Opinião: Sem regras a bandalheira instala-se na sociedade

Não sei os meus caros amigos já se deram conta do incómodo, quando um qualquer energúmeno se deleita a ouvir uma porcaria qualquer no telemóvel, no pressuposto que o vizinho é obrigado a ouvir o que ele quer. No restaurante, nos transportes públicos, etc.
O maior gozo que me dá quanto tal acontece, é colocar a música do gajo do acordeão que reza assim; “meto o carro, tiro o carro da garagem da vizinha” em altos berros, para aquela gente perceber que há “outra gente” por perto!
Também, e já agora, alguns Papás que não conseguem controlar o comportamento dos filhos, carregam jogos, jogatanas e correlativos, seja onde for e a que horas for para que as crianças estejam sossegadas. É ca uma chinfrineira!
Alguns deles, vítimas da chantagem dos filhos, não se importam de passar por mal educados e mal formados para se verem livres das birras dos meninos.
Claro que as crianças só tomam atitudes anti-sociais, porque os papás também não foram ensinados, que, “a sua liberdade acaba quando começa a liberdade do outro”!
Por isso a escola tem mais funções…assim haja ordem!
Por tudo isso e o mais que eu não quero descrever, penso que está na altura de regular o uso do telemóvel – muito útil para ligar e trabalhar – mas de grande inutilidade para incomodar o vizinho.
O que levará alguém a conversar com a amiga nos confins da terra e contar os feitos dos filhos e dos netos, como se só existissem aqueles seres na terra e os outros fossem um bando de inúteis? Ainda por cima numa carruagem de um comboio? Se a estupidez pagasse imposto…!
Lembra-me uma “estória” com uma amiga que não achou piada nenhuma.
Vinha eu com a minha filha com meia dúzia de meses de vida, e encontrei essa minha amiga com filho da mesma idade. Como diria Jô Soares, “conversa vem conversa vai, ou não vai”, e a minha amiga não se conteve e esteve a contar os feitos e habilidades do seu menino mais de 20 minutos. Por fim, quando percebeu que eu estava, estaria por perto, perguntou; e a tua filha? Bem, retorqui eu, a minha filha é uma criança normal!

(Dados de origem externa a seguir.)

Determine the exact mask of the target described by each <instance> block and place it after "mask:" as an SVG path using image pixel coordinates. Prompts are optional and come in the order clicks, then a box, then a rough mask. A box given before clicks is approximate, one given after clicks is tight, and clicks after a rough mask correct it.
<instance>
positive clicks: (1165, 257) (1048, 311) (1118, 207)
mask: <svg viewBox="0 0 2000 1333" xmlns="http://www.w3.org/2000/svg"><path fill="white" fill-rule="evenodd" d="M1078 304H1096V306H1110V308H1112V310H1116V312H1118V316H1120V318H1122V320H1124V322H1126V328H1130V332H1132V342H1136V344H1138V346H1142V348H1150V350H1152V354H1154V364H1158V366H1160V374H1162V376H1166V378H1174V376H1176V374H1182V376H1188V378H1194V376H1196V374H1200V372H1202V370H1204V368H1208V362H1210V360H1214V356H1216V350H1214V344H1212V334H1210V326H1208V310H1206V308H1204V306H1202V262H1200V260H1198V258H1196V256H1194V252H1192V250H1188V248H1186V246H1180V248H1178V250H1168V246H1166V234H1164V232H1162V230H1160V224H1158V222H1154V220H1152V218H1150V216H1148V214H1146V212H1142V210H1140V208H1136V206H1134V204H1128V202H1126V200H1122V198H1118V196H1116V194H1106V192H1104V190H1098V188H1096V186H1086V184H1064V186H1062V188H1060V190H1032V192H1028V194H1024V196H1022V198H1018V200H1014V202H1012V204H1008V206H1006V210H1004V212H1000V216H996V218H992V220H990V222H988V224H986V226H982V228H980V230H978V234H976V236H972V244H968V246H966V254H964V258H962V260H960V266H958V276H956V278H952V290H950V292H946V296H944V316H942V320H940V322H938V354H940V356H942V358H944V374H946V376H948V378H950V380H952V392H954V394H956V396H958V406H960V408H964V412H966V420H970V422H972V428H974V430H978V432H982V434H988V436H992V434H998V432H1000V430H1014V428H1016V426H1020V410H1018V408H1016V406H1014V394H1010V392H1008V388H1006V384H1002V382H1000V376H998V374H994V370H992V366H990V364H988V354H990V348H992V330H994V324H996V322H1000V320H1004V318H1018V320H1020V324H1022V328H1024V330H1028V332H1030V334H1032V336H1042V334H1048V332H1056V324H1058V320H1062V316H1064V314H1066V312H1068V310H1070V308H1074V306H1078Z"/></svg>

Ficou zangada, naturalmente, durante uns dias mas percebeu duas coisas; a primeira é que eu estava a brincar e a segunda é deveria dar mais atenção ao outro.
Noutro patamar, o que dizer daquela rapaziada que usa o boné na cabeça como adorno – coisa fina, já se vê! – e com ele entra nas Igrejas, nos Panteões Nacionais – sim, que Santa Cruz é Panteão – nas salas de aula, etc. e usa-o de forma indiscriminada?
Vem tudo isto a propósito da falta de respeito, latente e evidente, com muitos cidadãos – podem-se apelidar assim? – que, ao ouvirem o Hino Nacional, não mantêm o silêncio, “ladram” qualquer coisa para o vizinho – talvez até acerca da forma como o músico vai vestido ou sopra no instrumento, sabe-se lá! – muitos deles não sabendo sequer a letra e depois aplaudem como se tivessem estado com muita atenção compenetrados no acto solene. Sim. Porque quando se ouve o Hino Nacional, é um acto solene porque de respeito e respeitoso!
Há daqueles “americanizados – os jovens já têm esse hábito e será bom que o percam – que têm o mau hábito de colocar a mão no coração ao invés de tomarem outra atitude.
Eu explico; “tronco direito, braços ao longo do corpo, dedos unidos, queixo levantado, calcanhares unidos”.
Se usar boné, boina, chapéu ou similar deve-o retirar da “cachola”! Quando acabar pode voltar à posição normal!
Sou conservador? Talvez. Mas sinto-me bem assim. Sem regras a bandalheira toma conta da sociedade!